Risk-Adjusted Performance

Good

 
Weak
 
Strong
Compared to the overall equity markets, risk-adjusted returns on investments in Verastem are ranked lower than 11 (%) of all global equities and portfolios over the last 90 days. In spite of very weak basic indicators, Verastem displayed solid returns over the last few months and may actually be approaching a breakup point.

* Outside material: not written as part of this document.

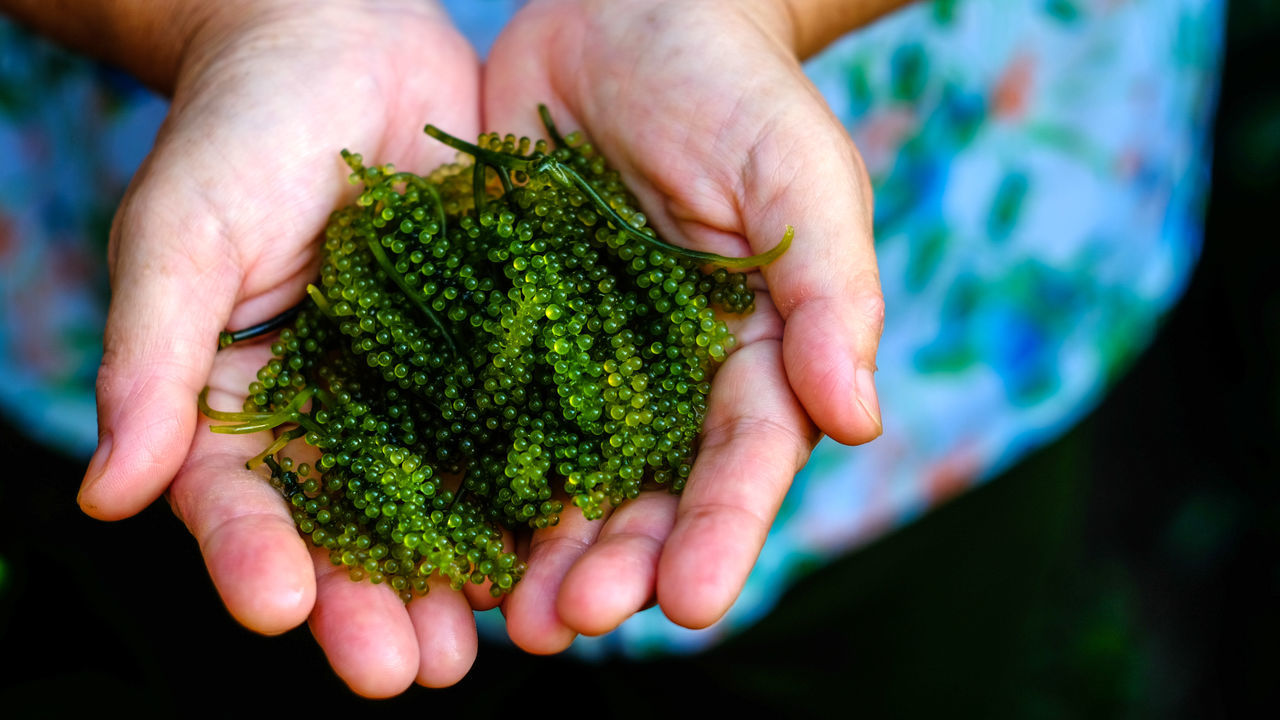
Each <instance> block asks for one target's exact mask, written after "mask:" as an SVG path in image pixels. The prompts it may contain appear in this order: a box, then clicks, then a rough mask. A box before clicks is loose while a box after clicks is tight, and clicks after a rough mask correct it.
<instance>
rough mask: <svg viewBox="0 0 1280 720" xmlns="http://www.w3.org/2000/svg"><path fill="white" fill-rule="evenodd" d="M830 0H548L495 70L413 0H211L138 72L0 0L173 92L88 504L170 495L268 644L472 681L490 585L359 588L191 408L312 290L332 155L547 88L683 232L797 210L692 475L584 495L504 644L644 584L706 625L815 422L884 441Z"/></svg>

AcelRx Pharmaceuticals and Verastem Volatility Contrast

   Predicted Return Density   
       Returns  

Pair Trading with AcelRx Pharmaceuticals and Verastem

The main advantage of trading using opposite AcelRx Pharmaceuticals and Verastem positions is that it hedges away some unsystematic risk. Because of two separate transactions, even if AcelRx Pharmaceuticals position performs unexpectedly, Verastem can make up some of the losses. Pair trading also minimizes risk from directional movements in the market. For example, if an entire industry or sector drops because of unexpected headlines, the short position in Verastem will offset losses from the drop in Verastem's long position.
The idea behind AcelRx Pharmaceuticals and Verastem pairs trading is to make the combined position market-neutral, meaning the overall market's direction will not affect its win or loss (or potential downside or upside). This can be achieved by designing a pairs trade with two highly correlated stocks or equities that operate in a similar space or sector, making it possible to obtain profits through simple and relatively low-risk investment.
Check out your portfolio center.
Note that this page's information should be used as a complementary analysis to find the right mix of equity instruments to add to your existing portfolios or create a brand new portfolio. You can also try the ETF Categories module to list of ETF categories grouped based on various criteria, such as the investment strategy or type of investments.